Before you are discharged, the hospital must give you another copy of the Important Message from Medicare. It must give you this notice as far in advance of your discharge as possible, but no more than 2 days before your planned date of discharge. The second notice is not required during very short hospital stays if the original notice was given to you within two days of your planned discharge date.
If the hospital gives you the second notice on the date of your discharge, it must deliver it to you at least four hours before your planned discharge.
The hospital must deliver the Important Message from Medicare to you in person. However, if you cannot understand the notice, the hospital must deliver it to your representative and ask him or her to sign it. Your representative can be someone who has legal authority to act for you, a family member or close friend.
Hospitals have a strong financial incentive to discharge Medicare patients as quickly as possible. Medicare generally pays hospitals flat rates based on the type of medical problem being treated. If the hospital spends less money on your care than Medicare pays, it makes money, and vice versa.
To protect you from being discharged too quickly, Medicare gives you the right to appeal hospital discharge decisions. It also requires the hospital to provide any discharge planning services you need.
Appealing Hospital Discharge Decisions
Your hospital, doctor, or Medicare health plan will inform you of your planned date of discharge. If you think you are not ready to leave the hospital, tell your doctor and the hospital staff immediately about your concerns. Ask your doctor to advocate for your interests. Sometimes hospitals and health plans pressure doctors to arrange quick discharges.
You should request an appeal if your concerns about early discharge are not resolved. You can stay in the hospital and Medicare will continue to cover your stay as long as you file the appeal before you are discharged. Once you appeal, you will not have to pay for the services you receive during the appeal (except for charges like copays and deductibles).
It is best to file your appeal on or just before the planned date of discharge. Ask for an “Immediate Review.” Your representative, such as a legal agent or family member, can file an appeal on your behalf.
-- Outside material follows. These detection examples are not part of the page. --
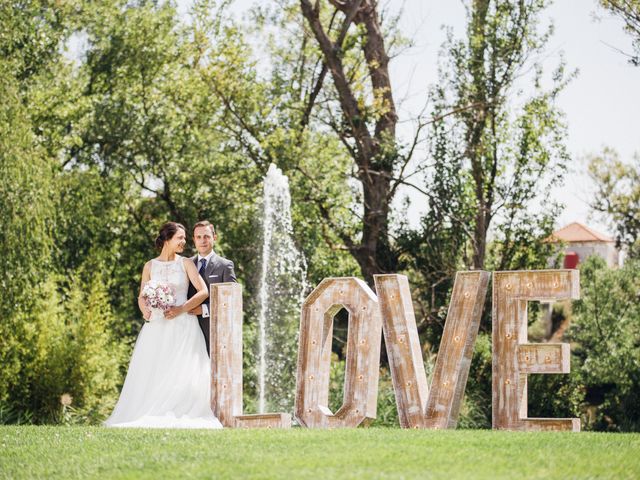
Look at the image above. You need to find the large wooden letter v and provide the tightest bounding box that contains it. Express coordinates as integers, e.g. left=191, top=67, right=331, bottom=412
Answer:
left=374, top=271, right=489, bottom=428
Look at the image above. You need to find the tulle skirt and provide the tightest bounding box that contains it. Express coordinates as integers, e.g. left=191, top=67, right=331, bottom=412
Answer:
left=105, top=313, right=222, bottom=428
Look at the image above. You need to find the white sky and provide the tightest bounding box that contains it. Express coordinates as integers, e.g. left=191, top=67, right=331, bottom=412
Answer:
left=185, top=0, right=640, bottom=233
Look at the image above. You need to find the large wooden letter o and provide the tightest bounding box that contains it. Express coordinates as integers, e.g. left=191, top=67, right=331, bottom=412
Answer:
left=295, top=277, right=382, bottom=428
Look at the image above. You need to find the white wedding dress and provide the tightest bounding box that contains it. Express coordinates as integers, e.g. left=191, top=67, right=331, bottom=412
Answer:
left=105, top=256, right=222, bottom=428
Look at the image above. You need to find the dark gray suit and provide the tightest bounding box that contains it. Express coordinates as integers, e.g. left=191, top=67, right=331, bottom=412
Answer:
left=187, top=252, right=237, bottom=353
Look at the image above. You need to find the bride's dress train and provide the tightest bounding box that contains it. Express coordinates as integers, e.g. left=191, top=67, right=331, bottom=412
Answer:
left=105, top=256, right=222, bottom=428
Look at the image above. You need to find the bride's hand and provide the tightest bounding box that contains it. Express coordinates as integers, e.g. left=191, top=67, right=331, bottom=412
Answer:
left=164, top=307, right=183, bottom=320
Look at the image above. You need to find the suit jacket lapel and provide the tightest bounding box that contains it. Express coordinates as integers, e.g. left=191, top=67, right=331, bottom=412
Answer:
left=205, top=252, right=220, bottom=281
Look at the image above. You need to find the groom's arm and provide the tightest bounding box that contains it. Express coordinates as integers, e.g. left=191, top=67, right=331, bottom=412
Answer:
left=199, top=260, right=238, bottom=318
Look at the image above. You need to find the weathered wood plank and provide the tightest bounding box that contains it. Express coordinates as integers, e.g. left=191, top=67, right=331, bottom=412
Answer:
left=209, top=283, right=291, bottom=428
left=374, top=271, right=489, bottom=428
left=425, top=271, right=490, bottom=428
left=492, top=270, right=580, bottom=430
left=235, top=413, right=291, bottom=428
left=373, top=275, right=429, bottom=428
left=209, top=283, right=242, bottom=427
left=522, top=418, right=580, bottom=432
left=295, top=277, right=382, bottom=428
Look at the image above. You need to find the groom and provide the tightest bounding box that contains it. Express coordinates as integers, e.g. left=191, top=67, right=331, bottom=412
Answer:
left=187, top=220, right=237, bottom=354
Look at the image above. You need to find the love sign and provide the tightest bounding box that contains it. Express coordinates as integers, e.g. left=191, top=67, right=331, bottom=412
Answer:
left=210, top=270, right=580, bottom=431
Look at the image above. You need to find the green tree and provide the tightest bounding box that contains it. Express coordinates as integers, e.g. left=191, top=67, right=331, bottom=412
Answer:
left=589, top=148, right=640, bottom=258
left=600, top=0, right=640, bottom=67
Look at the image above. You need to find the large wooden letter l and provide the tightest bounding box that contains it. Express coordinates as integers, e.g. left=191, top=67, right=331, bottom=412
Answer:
left=210, top=283, right=291, bottom=428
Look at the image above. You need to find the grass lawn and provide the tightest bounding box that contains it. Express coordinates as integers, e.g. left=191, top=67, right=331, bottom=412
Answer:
left=0, top=426, right=640, bottom=480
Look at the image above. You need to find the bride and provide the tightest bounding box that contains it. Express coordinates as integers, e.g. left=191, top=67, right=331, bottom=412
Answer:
left=105, top=222, right=222, bottom=428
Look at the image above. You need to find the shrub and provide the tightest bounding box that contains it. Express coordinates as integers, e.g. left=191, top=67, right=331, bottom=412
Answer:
left=568, top=257, right=640, bottom=431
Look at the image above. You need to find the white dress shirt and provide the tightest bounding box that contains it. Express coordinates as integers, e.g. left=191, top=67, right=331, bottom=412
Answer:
left=196, top=250, right=215, bottom=318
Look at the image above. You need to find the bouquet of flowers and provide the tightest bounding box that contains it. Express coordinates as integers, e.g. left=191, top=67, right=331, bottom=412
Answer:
left=142, top=282, right=176, bottom=320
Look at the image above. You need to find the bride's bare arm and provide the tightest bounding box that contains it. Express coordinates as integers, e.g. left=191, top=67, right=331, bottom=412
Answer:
left=138, top=262, right=151, bottom=320
left=164, top=258, right=209, bottom=318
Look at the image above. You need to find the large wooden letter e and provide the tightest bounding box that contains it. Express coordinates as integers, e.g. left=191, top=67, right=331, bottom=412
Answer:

To file your appeal, call Livanta at 1–877–588-1123. Livanta is a “Quality Improvement Organization” (QIO) – a private organization working under contract with Medicare to handle certain appeals and other matters. Tell Livanta why you object to the planned discharge and provide any information that supports your appeal. For more information about Livanta or appeals, go to the Livanta web site at http://bfccqioarea5.com/states/ca.html
After you file your appeal, the hospital (or your Medicare health plan) must give you a Detailed Notice of Discharge that explains the reasons it thinks you are ready to be discharged. The hospital will send a copy of your medical records to Livanta for its review.
These appeals are completed quickly. Livanta will notify you and the hospital of its decision, usually within one day after it receives the necessary information.
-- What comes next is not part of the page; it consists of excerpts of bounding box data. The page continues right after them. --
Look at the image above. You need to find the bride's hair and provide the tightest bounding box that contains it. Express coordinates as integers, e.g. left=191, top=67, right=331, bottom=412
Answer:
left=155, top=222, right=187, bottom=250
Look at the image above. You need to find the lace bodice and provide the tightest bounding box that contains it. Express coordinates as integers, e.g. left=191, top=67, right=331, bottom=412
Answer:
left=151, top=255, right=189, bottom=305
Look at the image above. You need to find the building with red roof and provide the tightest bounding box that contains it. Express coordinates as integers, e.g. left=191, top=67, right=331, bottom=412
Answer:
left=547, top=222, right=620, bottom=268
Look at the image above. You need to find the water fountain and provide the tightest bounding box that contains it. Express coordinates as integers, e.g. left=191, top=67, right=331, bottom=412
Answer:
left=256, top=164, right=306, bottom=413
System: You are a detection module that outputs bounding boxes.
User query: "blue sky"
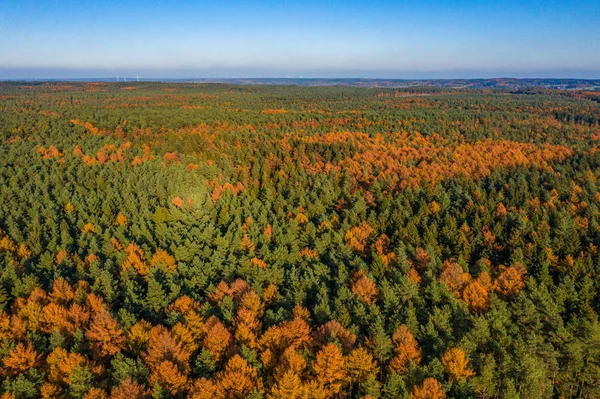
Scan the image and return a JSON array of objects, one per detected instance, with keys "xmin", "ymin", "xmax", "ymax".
[{"xmin": 0, "ymin": 0, "xmax": 600, "ymax": 78}]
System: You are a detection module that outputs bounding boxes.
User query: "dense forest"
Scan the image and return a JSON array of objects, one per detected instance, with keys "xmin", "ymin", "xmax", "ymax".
[{"xmin": 0, "ymin": 83, "xmax": 600, "ymax": 399}]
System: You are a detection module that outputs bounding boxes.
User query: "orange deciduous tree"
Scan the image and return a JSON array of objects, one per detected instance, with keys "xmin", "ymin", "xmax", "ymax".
[
  {"xmin": 410, "ymin": 377, "xmax": 446, "ymax": 399},
  {"xmin": 267, "ymin": 371, "xmax": 309, "ymax": 399},
  {"xmin": 2, "ymin": 343, "xmax": 38, "ymax": 376},
  {"xmin": 216, "ymin": 355, "xmax": 262, "ymax": 399},
  {"xmin": 462, "ymin": 280, "xmax": 491, "ymax": 313},
  {"xmin": 493, "ymin": 264, "xmax": 525, "ymax": 297},
  {"xmin": 346, "ymin": 347, "xmax": 377, "ymax": 383},
  {"xmin": 390, "ymin": 324, "xmax": 421, "ymax": 374},
  {"xmin": 352, "ymin": 270, "xmax": 378, "ymax": 305},
  {"xmin": 314, "ymin": 343, "xmax": 346, "ymax": 396}
]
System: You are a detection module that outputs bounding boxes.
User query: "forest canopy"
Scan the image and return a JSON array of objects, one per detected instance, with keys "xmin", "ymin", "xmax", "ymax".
[{"xmin": 0, "ymin": 83, "xmax": 600, "ymax": 399}]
- If Livanta finds that you are not ready to be discharged, Medicare will continue to cover your hospital stay.
- If Livanta finds you are ready to be discharged, Medicare will continue to cover your services until noon of the day after Livanta notifies you of its decision.
Livanta must notify you of its decision by telephone and in writing. The written notice will describe additional options for appeal.
Discharge Planning Services
Medicare certified hospitals must help patients arrange care needed after discharge. This service, called discharge planning, is usually provided by the hospital’s social work or discharge planning department.
Contact the discharge planning department as soon as possible after admission. Discuss help and care you will need after discharge. Ask for recommendations and help in arranging necessary care and services. Request a copy of your written discharge plan and seek changes if necessary.